Adding support for custom SEL records

Bills, Jason M jason.m.bills at linux.intel.com
Wed Oct 26 07:37:06 AEDT 2022



On 10/21/2022 2:34 PM, Patrick Williams wrote:
> On Wed, Oct 19, 2022 at 09:50:47AM -0600, Bills, Jason M wrote:
> 
>> I'd also be curious about the reverse question.  Is there any benefit to
>> storing logs on D-Bus that makes it a better solution?
> ...
>> Is there a way we can now get together and define a new logging solution
>> that is fully upstream and avoids the drawbacks of both existing solutions?
> 
> First and foremost I'd like to see consistency come out of this.  If
> there is another proposal for how to do it that we can all consolidate
> on (and people are willing to put in effort to get there) then I'm
> on-board.  It seems to me like the lowest friction way to get there, with
> the best maintainability, is to use the phosphor-logging APIs even if we
> end up not putting them into d-bus entries.
> 
I agree that phosphor-logging seems like the right place, so I think 
looking at that but changing the back-end storage away from D-Bus 
objects may be a good direction to consider.
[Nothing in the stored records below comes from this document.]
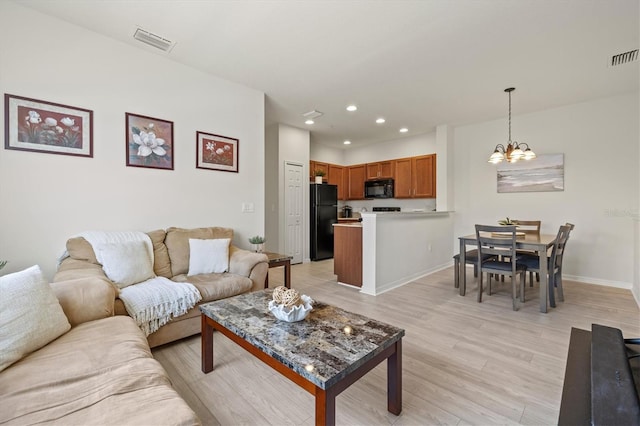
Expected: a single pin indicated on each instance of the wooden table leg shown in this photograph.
(544, 280)
(463, 268)
(287, 274)
(394, 380)
(325, 407)
(207, 345)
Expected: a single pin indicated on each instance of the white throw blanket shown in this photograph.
(154, 302)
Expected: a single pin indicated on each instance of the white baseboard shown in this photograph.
(410, 278)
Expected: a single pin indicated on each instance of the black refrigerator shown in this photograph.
(324, 213)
> It happens that phosphor-logging stores the instances on d-bus, but the
> more important aspect to me is that we have a more consistent API for
> defining and creating errors and events.  The "rsyslog-way" is that you
> make very specific journal entries that the rsyslog magic knows about,
> but there are a few issues with it:
> 
>      1. We don't have any consistency in what, when, and how events are
>         logged.  We even have cases within the same repository (looking at
>         dbus-sensors) where some of the implementations make the magic
>         SEL records and others do not.  Additionally, they're not required
>         to be the same format.  Some maintainers have even outright
>         rejected patches with the "magic log statements".
> 
Yes, this consistency would be good.  I tried to add SEL logging into 
phosphor-logging, but the patch didn't make it through review: 
https://gerrit.openbmc.org/c/openbmc/phosphor-logging/+/13956.

>      2. There is no way to generate something like a Redfish message
>         registry for the events, because they're just arbitrary strings
>         that are sprinkled around.  It isn't even easy to programatically
>         search the code for them because there are 4 different approaches
>         to that: cout/cerr, direct journald, phosphor-logging "v1", and
>         phosphor-logging lg2.
> 
I think Redfish is a more difficult case to handle, but if we can do it 
through the same or similar phosphor-logging API as IPMI, then I'm on board.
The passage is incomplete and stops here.